With all this corporate carnage around me how did I prosper? I adapted. I changed. I didn’t grow a third eye or anything like that. By the sheer nature of the technology markets I live in I was forces to be a life long learner.
What does it mean to be a life long learner? You have to realize that a certain amount of your personal capital, knowledge and skills, will become less valuable as time moves along. Some part of the expertise you rely on to earn a living will loose value. You need to go out and get new skills. That act of getting new skills is your responsibility. It will cost you.
Acquiring new marketable skills is difficult otherwise everyone would have them and they would be less valuable. If you can get someone else, an employer, to pay for any instruction you need that’s very nice. But, you may have to put out the cash yourself. After all the new revenue generating attributes will be yours. At a minimum you will have to spend your time training and exert some effort to make any new knowledge your own.
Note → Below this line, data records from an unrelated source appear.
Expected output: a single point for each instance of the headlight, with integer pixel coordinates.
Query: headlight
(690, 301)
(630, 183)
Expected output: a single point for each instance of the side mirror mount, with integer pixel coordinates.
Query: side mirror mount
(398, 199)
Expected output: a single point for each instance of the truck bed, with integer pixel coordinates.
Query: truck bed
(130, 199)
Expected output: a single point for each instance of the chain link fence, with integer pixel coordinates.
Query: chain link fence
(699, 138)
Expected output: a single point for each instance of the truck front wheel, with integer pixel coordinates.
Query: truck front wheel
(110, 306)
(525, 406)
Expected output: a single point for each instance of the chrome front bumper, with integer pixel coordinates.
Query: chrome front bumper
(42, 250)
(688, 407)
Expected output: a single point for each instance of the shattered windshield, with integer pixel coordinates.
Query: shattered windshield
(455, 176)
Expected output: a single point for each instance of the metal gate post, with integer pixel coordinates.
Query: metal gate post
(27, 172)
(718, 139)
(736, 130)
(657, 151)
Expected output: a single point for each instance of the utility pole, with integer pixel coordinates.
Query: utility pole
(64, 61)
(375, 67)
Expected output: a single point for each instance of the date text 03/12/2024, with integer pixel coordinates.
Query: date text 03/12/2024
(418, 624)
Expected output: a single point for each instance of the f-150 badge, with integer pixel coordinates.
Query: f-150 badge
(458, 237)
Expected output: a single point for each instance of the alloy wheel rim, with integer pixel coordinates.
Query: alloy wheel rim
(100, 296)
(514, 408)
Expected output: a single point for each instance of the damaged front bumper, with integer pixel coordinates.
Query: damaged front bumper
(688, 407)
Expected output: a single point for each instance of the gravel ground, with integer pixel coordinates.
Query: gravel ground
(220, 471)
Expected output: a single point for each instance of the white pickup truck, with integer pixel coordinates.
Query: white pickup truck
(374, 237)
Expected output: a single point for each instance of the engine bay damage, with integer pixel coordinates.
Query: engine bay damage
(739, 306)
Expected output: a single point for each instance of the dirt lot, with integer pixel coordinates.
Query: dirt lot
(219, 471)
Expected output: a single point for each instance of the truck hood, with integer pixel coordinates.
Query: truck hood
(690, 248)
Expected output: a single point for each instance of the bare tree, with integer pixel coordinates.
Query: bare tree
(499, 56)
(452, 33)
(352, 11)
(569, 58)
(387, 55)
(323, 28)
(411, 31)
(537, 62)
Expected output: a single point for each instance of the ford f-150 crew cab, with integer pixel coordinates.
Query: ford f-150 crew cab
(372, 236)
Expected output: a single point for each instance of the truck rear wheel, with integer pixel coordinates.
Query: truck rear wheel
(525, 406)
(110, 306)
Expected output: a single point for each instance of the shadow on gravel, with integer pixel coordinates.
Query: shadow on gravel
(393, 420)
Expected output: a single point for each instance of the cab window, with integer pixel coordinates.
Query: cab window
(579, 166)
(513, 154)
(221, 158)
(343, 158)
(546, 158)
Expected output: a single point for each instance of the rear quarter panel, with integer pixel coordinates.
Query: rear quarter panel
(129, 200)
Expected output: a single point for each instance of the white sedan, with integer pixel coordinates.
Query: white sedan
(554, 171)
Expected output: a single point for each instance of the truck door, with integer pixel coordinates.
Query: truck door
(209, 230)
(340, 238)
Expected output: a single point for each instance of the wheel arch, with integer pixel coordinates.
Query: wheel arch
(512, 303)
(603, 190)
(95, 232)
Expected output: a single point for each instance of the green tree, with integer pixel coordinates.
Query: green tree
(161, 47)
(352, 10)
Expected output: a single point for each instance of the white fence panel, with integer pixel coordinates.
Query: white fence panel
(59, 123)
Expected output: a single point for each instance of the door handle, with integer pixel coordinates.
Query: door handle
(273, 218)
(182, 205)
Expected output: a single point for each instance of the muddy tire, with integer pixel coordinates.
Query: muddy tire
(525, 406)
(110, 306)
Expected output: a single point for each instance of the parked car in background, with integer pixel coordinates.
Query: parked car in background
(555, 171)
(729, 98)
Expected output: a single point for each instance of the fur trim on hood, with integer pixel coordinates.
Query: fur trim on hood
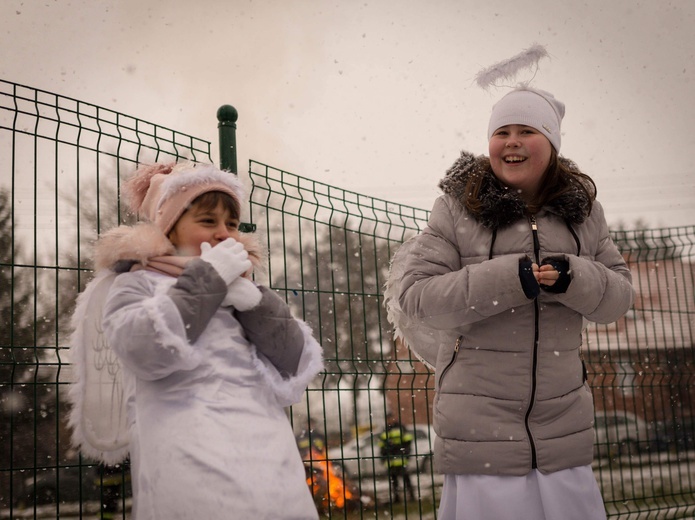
(503, 206)
(120, 248)
(131, 244)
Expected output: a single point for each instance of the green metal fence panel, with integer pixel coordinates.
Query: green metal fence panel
(328, 254)
(61, 162)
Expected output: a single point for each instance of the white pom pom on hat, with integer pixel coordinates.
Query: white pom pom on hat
(161, 193)
(531, 107)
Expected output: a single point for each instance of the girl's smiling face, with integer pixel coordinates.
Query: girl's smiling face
(199, 224)
(519, 157)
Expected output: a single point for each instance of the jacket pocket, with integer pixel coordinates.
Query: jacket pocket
(454, 355)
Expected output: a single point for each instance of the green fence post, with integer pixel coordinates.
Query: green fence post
(226, 125)
(226, 117)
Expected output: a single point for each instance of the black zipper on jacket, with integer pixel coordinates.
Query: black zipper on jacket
(453, 359)
(536, 253)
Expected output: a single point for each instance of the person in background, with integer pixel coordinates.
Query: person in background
(207, 359)
(515, 257)
(395, 443)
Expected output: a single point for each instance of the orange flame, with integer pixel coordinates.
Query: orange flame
(334, 489)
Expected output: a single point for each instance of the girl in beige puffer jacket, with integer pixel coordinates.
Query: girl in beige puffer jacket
(493, 294)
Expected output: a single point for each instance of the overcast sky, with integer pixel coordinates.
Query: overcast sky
(377, 96)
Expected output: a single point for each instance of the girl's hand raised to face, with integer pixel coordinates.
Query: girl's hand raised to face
(229, 258)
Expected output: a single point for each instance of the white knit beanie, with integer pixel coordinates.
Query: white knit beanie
(531, 107)
(161, 193)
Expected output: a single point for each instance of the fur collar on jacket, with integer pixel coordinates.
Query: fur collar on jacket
(503, 206)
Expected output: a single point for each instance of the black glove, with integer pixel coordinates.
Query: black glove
(528, 281)
(562, 266)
Life long learning is not a revolutionary concept in our times. Two generations ago working for the same company for 40 years was the norm. It is certainly not the case today. The problem with life long learning comes when you think it, but don’t put it into practice. The practice is difficult, but must be done.
First and most difficult is deciding what new skills you want to develop for a new job or a new business. Once you’ve selected an objective finding someone to train you should be easy. You’ll have to pay. Tech schools, on-line schools, post-graduate programs at colleges all cost money. If you go into business for yourself part of the cost of getting in will be training.
A personal attitude of life long learning will keep you working, because you are always bringing something new to the game. It’s much more demanding than sitting in front of the TV or a bowling league, but if you don’t get that attitude you will become obsolete.